Secret Pop

Mar 6, 2005

Coffee Shop Advances

Martín and I walked over to Nick's for breakfast, dodging marathoners as we crossed La Cienega. It wasn't as busy as usual on account of the marathon and the streets being closed. We still managed to take an hour to get seated and served and out of there, but Sunday mornings aren't meant for hustle. Even church is mostly just sitting still.

The guy who sat at the counter next to us was very chatty. One of those guys. The ones who make "friends" with all the wait staff and like to pretend they are in tight with everyone. One of the regulars. The owner, Alan (and I'm not saying his name because I'm a regular -- I just heard other people call him that and I don't want my pronouns to become confusing), was encouraging some customers to watch the marathon on the television, and the guy I'm talking about piped up in a plenty loud voice, "The guy who won this year is an African. Go figure." Then, after a beat, he added, "They should have a race just for Africans. Give everyone else a chance." He went on for a bit and was clearly looking for a response, eventually turning to me. And I said, "A segregated marathon? That will probably go over well." And the guy was like, "Well, they win a Honda car. It's not like it's some Los Angeles thing. It's a Japanese car." I didn't understand this premise, but I decided that the winners of the African part of the marathon should maybe get something different. "A slave ship?" Martín added, "And a bus pass." "Right. A Spanish galleon and a bus pass." But I think we'd already lost the guy's attention. He was still going on about how women get a fifteen minute handicap. I took out my little notebook to jot down the framework of this conversation, and he leaned in, "You're writing down my idea, aren't you?" And I admitted that I was. And I think he really began to wonder if it was an idea that had legs. And I was reluctant to type "that had legs" just there, because I didn't want to tempt anyone to think to themselves, "No pun intended." If you know me, you know how much I despise "no pun intended." If I intend a pun, you will know it, and I won't have to point it out to you. And for the record, this seldom happens, as I do not generally care for puns. In all other cases, I won't have intended it, so it will defy the boundaries of necessity to have you remind me that I didn't.
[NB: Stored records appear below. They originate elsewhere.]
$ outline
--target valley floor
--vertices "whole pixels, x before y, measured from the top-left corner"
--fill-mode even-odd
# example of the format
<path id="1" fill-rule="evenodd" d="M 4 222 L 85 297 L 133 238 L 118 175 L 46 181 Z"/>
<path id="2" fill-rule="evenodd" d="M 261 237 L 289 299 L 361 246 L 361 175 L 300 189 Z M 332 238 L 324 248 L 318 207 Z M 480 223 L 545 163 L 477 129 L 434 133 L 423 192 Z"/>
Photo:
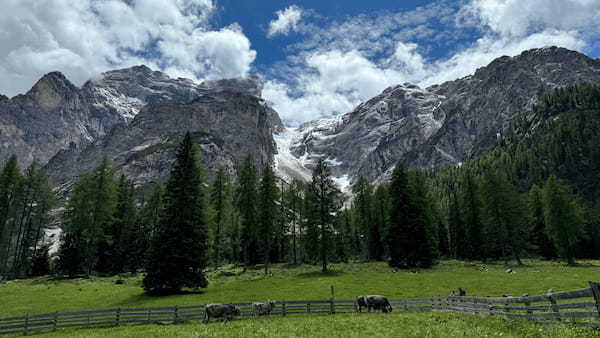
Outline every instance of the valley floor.
<path id="1" fill-rule="evenodd" d="M 382 294 L 390 298 L 448 295 L 459 287 L 468 295 L 521 296 L 588 287 L 600 281 L 600 261 L 580 261 L 577 267 L 562 262 L 526 260 L 525 266 L 442 261 L 431 270 L 394 271 L 386 263 L 334 264 L 322 274 L 318 266 L 275 265 L 269 276 L 260 267 L 243 272 L 224 266 L 209 273 L 210 285 L 202 293 L 168 297 L 145 295 L 142 276 L 56 279 L 43 277 L 0 284 L 0 318 L 54 311 L 78 311 L 116 307 L 200 305 L 260 300 L 328 299 L 330 286 L 336 299 Z M 482 269 L 485 266 L 486 269 Z M 512 268 L 516 273 L 508 274 Z M 124 284 L 117 285 L 119 278 Z M 336 315 L 243 319 L 205 326 L 193 322 L 177 326 L 131 326 L 114 329 L 60 331 L 63 336 L 580 336 L 580 329 L 541 327 L 503 318 L 481 318 L 444 313 L 387 315 Z M 85 333 L 84 333 L 85 332 Z M 524 334 L 527 332 L 527 334 Z M 597 333 L 588 330 L 587 333 Z M 445 333 L 445 334 L 442 334 Z M 594 333 L 594 334 L 595 334 Z"/>

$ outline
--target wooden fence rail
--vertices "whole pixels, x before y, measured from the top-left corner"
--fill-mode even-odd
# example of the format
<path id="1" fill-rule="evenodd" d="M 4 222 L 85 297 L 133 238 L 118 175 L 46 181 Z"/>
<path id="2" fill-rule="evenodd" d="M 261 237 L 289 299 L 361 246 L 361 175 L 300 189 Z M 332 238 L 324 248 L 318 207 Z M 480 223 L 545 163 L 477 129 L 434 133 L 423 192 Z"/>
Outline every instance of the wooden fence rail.
<path id="1" fill-rule="evenodd" d="M 398 310 L 446 311 L 526 318 L 549 324 L 558 321 L 600 327 L 600 283 L 590 288 L 522 297 L 448 296 L 390 299 Z M 255 316 L 252 303 L 235 304 L 241 317 Z M 339 314 L 357 312 L 354 300 L 279 301 L 271 315 Z M 76 327 L 178 323 L 204 319 L 204 306 L 115 308 L 80 312 L 53 312 L 0 319 L 0 335 L 56 331 Z"/>

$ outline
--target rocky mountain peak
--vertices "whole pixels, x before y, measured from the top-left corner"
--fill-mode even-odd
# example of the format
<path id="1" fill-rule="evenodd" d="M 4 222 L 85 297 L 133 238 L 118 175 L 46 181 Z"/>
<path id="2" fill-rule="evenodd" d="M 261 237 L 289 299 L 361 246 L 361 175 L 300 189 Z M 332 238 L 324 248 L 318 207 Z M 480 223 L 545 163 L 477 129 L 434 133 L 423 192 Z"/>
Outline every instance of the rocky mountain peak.
<path id="1" fill-rule="evenodd" d="M 27 96 L 42 109 L 53 110 L 72 100 L 77 90 L 61 72 L 51 72 L 39 79 Z"/>

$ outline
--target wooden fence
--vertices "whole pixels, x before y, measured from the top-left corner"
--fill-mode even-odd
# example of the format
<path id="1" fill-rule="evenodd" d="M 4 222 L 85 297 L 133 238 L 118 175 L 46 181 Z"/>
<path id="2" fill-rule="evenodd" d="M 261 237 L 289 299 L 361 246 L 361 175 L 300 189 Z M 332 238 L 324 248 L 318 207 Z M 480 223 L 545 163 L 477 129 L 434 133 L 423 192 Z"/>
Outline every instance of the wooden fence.
<path id="1" fill-rule="evenodd" d="M 519 317 L 541 323 L 567 322 L 600 327 L 600 283 L 590 288 L 522 297 L 448 296 L 390 299 L 394 311 L 448 311 Z M 252 317 L 252 303 L 235 304 L 241 317 Z M 355 313 L 353 300 L 279 301 L 274 316 Z M 116 308 L 54 312 L 0 319 L 0 334 L 32 334 L 63 328 L 111 327 L 127 324 L 179 323 L 204 319 L 204 306 Z"/>

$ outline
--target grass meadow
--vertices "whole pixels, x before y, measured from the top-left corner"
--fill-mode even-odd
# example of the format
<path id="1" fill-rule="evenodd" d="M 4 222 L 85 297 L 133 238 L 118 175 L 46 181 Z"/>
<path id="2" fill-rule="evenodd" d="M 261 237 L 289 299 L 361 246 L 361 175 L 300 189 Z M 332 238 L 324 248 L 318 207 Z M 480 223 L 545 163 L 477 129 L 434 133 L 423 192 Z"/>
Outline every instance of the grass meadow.
<path id="1" fill-rule="evenodd" d="M 443 261 L 431 270 L 395 271 L 386 263 L 333 264 L 322 274 L 318 266 L 274 265 L 265 276 L 261 267 L 246 270 L 224 266 L 209 272 L 210 285 L 202 292 L 154 297 L 144 294 L 142 275 L 61 279 L 42 277 L 0 284 L 0 317 L 54 311 L 116 307 L 200 305 L 260 300 L 336 299 L 382 294 L 389 298 L 448 295 L 459 287 L 468 295 L 520 296 L 587 287 L 600 281 L 599 261 L 580 261 L 568 267 L 561 262 L 526 260 L 525 266 Z M 508 274 L 512 268 L 516 273 Z M 483 270 L 483 271 L 482 271 Z M 123 279 L 124 284 L 115 284 Z M 396 337 L 581 337 L 598 335 L 593 329 L 565 325 L 539 326 L 500 317 L 447 313 L 391 315 L 289 316 L 239 319 L 229 323 L 198 322 L 181 325 L 141 325 L 111 329 L 63 330 L 46 336 L 164 337 L 164 336 L 396 336 Z"/>

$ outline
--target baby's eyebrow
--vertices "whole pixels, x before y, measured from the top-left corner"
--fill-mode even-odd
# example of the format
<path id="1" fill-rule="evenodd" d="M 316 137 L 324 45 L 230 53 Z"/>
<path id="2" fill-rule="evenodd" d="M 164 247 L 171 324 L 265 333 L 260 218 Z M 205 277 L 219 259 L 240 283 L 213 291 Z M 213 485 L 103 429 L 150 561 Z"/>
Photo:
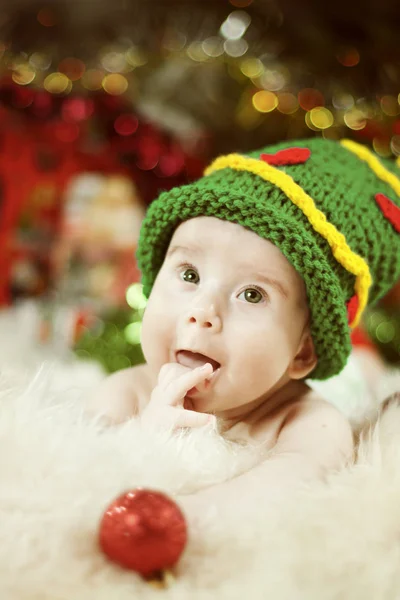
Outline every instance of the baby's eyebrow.
<path id="1" fill-rule="evenodd" d="M 198 253 L 199 251 L 200 251 L 200 248 L 197 246 L 192 246 L 191 248 L 189 248 L 189 246 L 176 245 L 176 246 L 171 246 L 171 248 L 169 248 L 169 250 L 167 252 L 167 257 L 170 258 L 176 252 Z"/>
<path id="2" fill-rule="evenodd" d="M 272 277 L 267 277 L 262 273 L 255 273 L 254 275 L 257 279 L 263 281 L 266 285 L 270 285 L 271 287 L 275 288 L 284 298 L 289 298 L 289 292 L 287 291 L 286 287 L 277 279 L 272 279 Z"/>

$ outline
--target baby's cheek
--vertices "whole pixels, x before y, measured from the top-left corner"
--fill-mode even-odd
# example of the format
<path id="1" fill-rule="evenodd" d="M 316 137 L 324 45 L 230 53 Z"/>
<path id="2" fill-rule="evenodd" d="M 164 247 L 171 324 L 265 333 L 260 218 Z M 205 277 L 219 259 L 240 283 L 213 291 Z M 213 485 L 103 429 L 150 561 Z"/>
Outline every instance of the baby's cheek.
<path id="1" fill-rule="evenodd" d="M 284 337 L 268 333 L 254 339 L 253 352 L 243 361 L 251 381 L 273 385 L 285 372 L 291 354 Z"/>
<path id="2" fill-rule="evenodd" d="M 157 302 L 149 302 L 143 316 L 141 332 L 142 350 L 147 362 L 160 360 L 168 327 L 165 307 L 159 306 Z"/>

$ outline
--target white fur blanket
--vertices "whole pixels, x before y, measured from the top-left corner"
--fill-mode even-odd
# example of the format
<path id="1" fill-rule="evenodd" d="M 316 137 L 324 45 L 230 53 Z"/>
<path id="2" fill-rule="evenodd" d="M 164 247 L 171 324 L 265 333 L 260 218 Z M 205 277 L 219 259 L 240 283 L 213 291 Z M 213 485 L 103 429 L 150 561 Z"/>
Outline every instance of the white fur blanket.
<path id="1" fill-rule="evenodd" d="M 102 429 L 80 409 L 80 390 L 99 377 L 96 370 L 87 367 L 85 379 L 81 364 L 53 362 L 34 376 L 24 371 L 21 356 L 16 366 L 15 357 L 10 361 L 0 351 L 0 598 L 399 598 L 396 404 L 366 430 L 357 464 L 327 484 L 279 506 L 268 503 L 266 489 L 265 505 L 246 519 L 205 507 L 202 522 L 189 523 L 174 584 L 160 591 L 101 555 L 97 530 L 104 509 L 137 486 L 173 496 L 223 480 L 251 461 L 253 451 L 211 430 L 155 435 L 135 421 Z M 394 373 L 384 393 L 399 384 Z"/>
Martín and I walked home past big signs encouraging particular groups of runners. "Go Cleveland Marathoners!" "Go L.A.P.D. Explorers!" And I wondered how well it would go over if there were signs encouraging just the African runners to really buckle down. Mightn't the appearance of a big banner reading "Go Africans!" or "Run, Africans, Run!" have the risk of connoting an invitation to return to the Dark Continent or to dance while bullets are being fired at one's feet? They also apparently have premade signs that you can fill out or add a photo to so that you can hold them up to encourage the specific runner you are there to cheer for. These have a way of looking like milk carton photos to me. Martín noticed one where the person who filled out the sign, wanting to encourage a Vera, had used a marker to write Vera with big quotation marks around it, but they were placed so high that they looked to have been written around the word "Go." As in "'Go,' Vera." As in a sarcastic sign implying that Vera is not likely to be going anywhere. It's possible that I drank too much coffee.

Anyway, the point is, if you're going to sit at a coffee shop counter, bring a paper or pretend to be deaf. Otherwise, you might find yourself in a conversation with a racist.